# Example Whole-File Analysis

The following imports the text of the Rāmāyaṇa, which has been prepared ahead of time to have one verse per line (with verses consisting of three and four halves broken into two), for a total of 19,354 verses.

In [1]:
from tqdm import tqdm # for progress bar, pip install if desired
from datetime import datetime, date

In [2]:
input_fn = 'R_cleaned.txt'
output_fn = input_fn[:input_fn.find('.')] + '_results' + input_fn[input_fn.find('.'):]

In [3]:
with open('%s' % input_fn, 'r') as input_f:
    input_data = input_f.read()
verses = input_data.split('\n')
print(len(verses))

19354


Here **skrutable**'s MeterIdentifier object is imported and instantiated.

In [4]:
from skrutable.meter_identification import MeterIdentifier
MI = MeterIdentifier()

And here the verses are fed one at a time to the MeterIdentifier. To acheive maximum speed while maintaining accuracy, we can take advantage of preexisting expert annotation. Those verses (generally samavṛtta) which are already marked with all pāda breaks (ab ';', bc '/',  cd ';') do not need to be resplit, so resplit_option='none' (i.e., a single identification step) suffices for them. On the other hand, those verses (generally anuṣṭubh) for which only the half-way point is marked (bc '/') must be resplit to find the exact location of the breaks (in case of e.g., jāti verses, or because some verses may be hypo- or hypermetric), but the correct resplit is generally not very far away, so resplit_option='resplit_lite', aided by the further config variable resplit_lite_keep_midpoint, is the right balance. (If no breaks at all had been marked, resplit_option='resplit_max' would give basically the same results, although it is much less computationally efficient.)

In [5]:
with open('%s' % output_fn, 'w') as output_f:

    starting_time = datetime.now().time()
    for v in tqdm(verses):
        v_content, v_label = v[:v.find('// ')+3], v[v.find('// ')+3:] # verse label is e.g. "1.001.001"
        if v_content.count(";") == 2:
            resplit_option = 'none'
        else:
            resplit_option = 'resplit_max'
        result = MI.identify_meter( v_content, resplit_option=resplit_option, from_scheme='IAST')
        # result = MI.identify_meter( v_label, resplit_option=resplit_option, from_scheme='IAST') # or this
        # result = MI.identify_meter( v, resplit_option=resplit_option, from_scheme='IAST') # or this
        output_f.write( v + '\t' + result.meter_label + '\n')
        # output_f.write( v + '\n\n' + result.summarize() + '\n') # or this

    ending_time = datetime.now().time()
    delta = datetime.combine(date.today(), ending_time) - datetime.combine(date.today(), starting_time)
    duration_secs = delta.seconds + delta.microseconds / 1000000
    output_f.write( "samāptam: %d padyāni, %f kṣaṇāḥ" % ( len(verses), duration_secs ) )

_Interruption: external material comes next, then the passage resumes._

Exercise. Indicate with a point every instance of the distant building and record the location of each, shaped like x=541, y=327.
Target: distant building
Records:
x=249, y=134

100%|██████████| 19354/19354 [00:02<00:00, 7387.01it/s]


## discussion

On a MacBook Pro 2020 (2 GHz Quad-Core Intel Core i5 processor), the total time to ascertain the meter of all 19,354 verses depends on how many resplits are performed. The speed baseline, corresponding to performing no resplits and attempting (almost always unsuccessfully, because of the lack of explicit pāda breaks) to identify each verse one time as given (flat resplit_option='none') is under 3 seconds. Given the good quality of the input data, either of the two other resplit options ("max" or "lite") correct equally well for the missing pāda breaks. The "max" option tries all possible splits and clocks in at 93 seconds, whereas the "lite" tries only relevant splits and thereby finishes much faster, in only 6 seconds, with the same accuracy. Conditionally resplitting only when necessary (when v_content.count(";") == 2) provides another tiny improvement, bringing the best performance time to just about 5 seconds.